D.C. residents voted overwhelmingly Tuesday to give the District power to spend its own tax dollars without congressional approval – a victory for the city’s home-rule advocates.
Eighty-three percent of residents voted in favor of the referendum for D.C. budget autonomy,
which would give the city’s mayors control over 70 percent of its $9.6 billion budget.
James Jones, a spokesman for the advocacy group D.C. Vote, said the referendum represented a win for residents.
“It’s a pretty simple ‘yes’ vote for most people in the District who understand very intimately and understand for a long time having someone you did not elect have control over what happens with your tax dollars,” Jones said.
D.C. government currently has to submit its budget to Congress for approval, which Jones said creates a three-month lag between when the city passes the plan at the end of the fiscal year and when officials can begin to use the money.

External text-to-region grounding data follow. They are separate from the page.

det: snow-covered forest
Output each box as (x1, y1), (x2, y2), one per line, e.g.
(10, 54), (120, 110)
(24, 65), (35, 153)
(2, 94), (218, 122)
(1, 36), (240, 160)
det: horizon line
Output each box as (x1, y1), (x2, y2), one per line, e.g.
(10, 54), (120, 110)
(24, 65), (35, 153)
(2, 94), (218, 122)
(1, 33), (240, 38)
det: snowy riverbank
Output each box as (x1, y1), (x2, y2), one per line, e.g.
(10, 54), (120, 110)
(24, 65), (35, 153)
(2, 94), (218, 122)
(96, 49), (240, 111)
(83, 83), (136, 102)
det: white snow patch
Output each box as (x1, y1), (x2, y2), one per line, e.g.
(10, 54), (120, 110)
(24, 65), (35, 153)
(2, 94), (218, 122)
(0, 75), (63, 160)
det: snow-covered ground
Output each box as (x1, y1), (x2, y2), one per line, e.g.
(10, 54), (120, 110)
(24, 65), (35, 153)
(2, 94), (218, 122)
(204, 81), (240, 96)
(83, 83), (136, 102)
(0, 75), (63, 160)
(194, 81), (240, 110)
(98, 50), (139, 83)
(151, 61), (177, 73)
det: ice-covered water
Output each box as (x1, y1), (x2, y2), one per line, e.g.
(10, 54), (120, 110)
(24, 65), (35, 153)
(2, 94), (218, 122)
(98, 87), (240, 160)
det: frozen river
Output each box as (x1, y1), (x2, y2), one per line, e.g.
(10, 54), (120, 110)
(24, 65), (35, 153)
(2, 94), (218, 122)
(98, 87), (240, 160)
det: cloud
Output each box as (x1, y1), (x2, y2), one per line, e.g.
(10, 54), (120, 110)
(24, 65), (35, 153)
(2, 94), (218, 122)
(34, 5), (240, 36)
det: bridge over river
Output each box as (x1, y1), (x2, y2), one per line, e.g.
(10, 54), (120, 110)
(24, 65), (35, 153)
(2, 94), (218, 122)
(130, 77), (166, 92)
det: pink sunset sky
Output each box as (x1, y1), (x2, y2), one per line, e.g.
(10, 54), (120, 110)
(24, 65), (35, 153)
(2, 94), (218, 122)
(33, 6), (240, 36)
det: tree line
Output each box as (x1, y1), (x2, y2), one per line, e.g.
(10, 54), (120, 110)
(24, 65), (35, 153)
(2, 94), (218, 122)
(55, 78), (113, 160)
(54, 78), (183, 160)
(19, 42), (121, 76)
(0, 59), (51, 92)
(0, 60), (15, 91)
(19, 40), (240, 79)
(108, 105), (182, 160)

Congress holds a 35-day review period during which they have the power to overturn Tuesday’s bill. Darrell Issa, R-Calif., chairman of the House oversight committee, questioned the legality of the referendum in December because it would take power away from Congress.

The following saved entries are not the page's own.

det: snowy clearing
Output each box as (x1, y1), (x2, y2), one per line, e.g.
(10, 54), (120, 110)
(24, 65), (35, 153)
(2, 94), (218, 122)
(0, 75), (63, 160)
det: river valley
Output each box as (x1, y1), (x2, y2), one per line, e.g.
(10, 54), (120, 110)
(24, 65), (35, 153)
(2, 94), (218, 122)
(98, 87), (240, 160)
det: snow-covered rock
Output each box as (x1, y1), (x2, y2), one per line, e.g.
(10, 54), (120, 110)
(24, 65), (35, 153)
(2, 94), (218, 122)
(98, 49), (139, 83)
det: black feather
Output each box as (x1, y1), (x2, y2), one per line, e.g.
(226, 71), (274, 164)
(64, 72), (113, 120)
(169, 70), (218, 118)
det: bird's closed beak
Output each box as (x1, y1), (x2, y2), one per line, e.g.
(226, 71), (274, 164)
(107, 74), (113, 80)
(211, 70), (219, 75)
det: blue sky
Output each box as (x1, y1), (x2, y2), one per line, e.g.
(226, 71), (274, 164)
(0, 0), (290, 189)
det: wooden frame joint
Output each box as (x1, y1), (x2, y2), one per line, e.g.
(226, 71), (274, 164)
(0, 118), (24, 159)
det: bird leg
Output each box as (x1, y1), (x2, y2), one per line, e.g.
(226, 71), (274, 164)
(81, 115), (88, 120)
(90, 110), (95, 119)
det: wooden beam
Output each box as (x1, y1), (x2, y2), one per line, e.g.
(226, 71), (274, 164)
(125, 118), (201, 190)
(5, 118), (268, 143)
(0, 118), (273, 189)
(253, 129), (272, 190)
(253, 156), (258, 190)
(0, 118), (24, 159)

Congresswoman Eleanor Holmes Norton, the District’s lone representative in Congress, said in a release Wednesday that she is “working to head off any congressional efforts to block or overturn the referendum or to penalize the District for pursuing the referendum.”

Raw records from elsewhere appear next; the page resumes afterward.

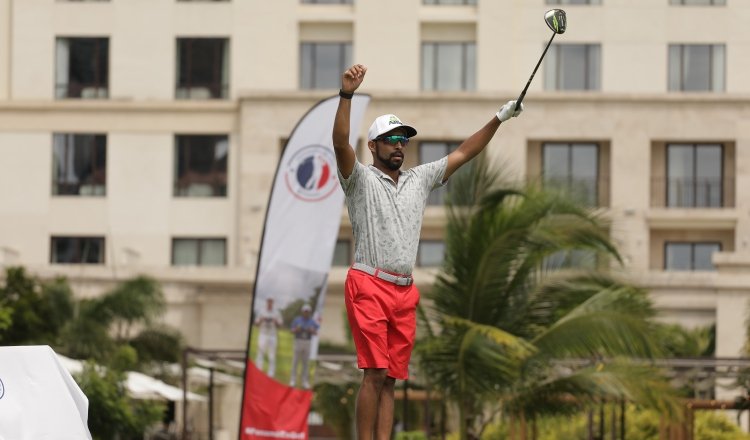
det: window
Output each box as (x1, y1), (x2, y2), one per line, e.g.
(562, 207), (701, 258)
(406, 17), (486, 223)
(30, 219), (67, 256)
(668, 44), (725, 92)
(174, 135), (228, 197)
(544, 44), (600, 91)
(424, 0), (477, 4)
(418, 240), (445, 267)
(665, 242), (720, 271)
(52, 134), (106, 196)
(332, 239), (351, 266)
(547, 0), (601, 4)
(422, 42), (476, 91)
(300, 43), (352, 89)
(670, 0), (724, 5)
(172, 238), (226, 266)
(419, 141), (461, 206)
(51, 237), (104, 264)
(55, 37), (109, 99)
(543, 249), (597, 270)
(666, 144), (722, 208)
(542, 143), (599, 206)
(176, 38), (229, 99)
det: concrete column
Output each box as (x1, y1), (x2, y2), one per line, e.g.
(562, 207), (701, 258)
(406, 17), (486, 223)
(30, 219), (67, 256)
(714, 253), (750, 400)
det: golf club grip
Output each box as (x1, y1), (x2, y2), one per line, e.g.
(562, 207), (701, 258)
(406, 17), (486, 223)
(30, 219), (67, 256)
(515, 32), (557, 112)
(515, 89), (528, 112)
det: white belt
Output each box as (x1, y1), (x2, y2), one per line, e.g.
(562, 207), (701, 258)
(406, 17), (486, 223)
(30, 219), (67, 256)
(352, 263), (413, 286)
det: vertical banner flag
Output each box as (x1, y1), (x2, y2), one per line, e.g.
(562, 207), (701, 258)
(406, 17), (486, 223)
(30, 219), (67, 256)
(240, 94), (371, 440)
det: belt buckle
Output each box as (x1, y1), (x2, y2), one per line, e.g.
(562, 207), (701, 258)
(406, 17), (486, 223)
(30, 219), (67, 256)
(397, 276), (412, 286)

President Barack Obama included a legislative provision to allow D.C. budget autonomy in his 2014 fiscal year plan, which he proposed earlier this month.
Also in the vote Tuesday, Anita Bonds was elected D.C. Council member at-large when she won 32 percent of votes. Less than 10 percent of registered voters came out to vote in the special election to fill a vacant seat on the D.C. Council.
Bonds has been serving as interim Council member since last June – when former D.C. Council Chairman Kwame Brown was charged for bank fraud and resigned from his position.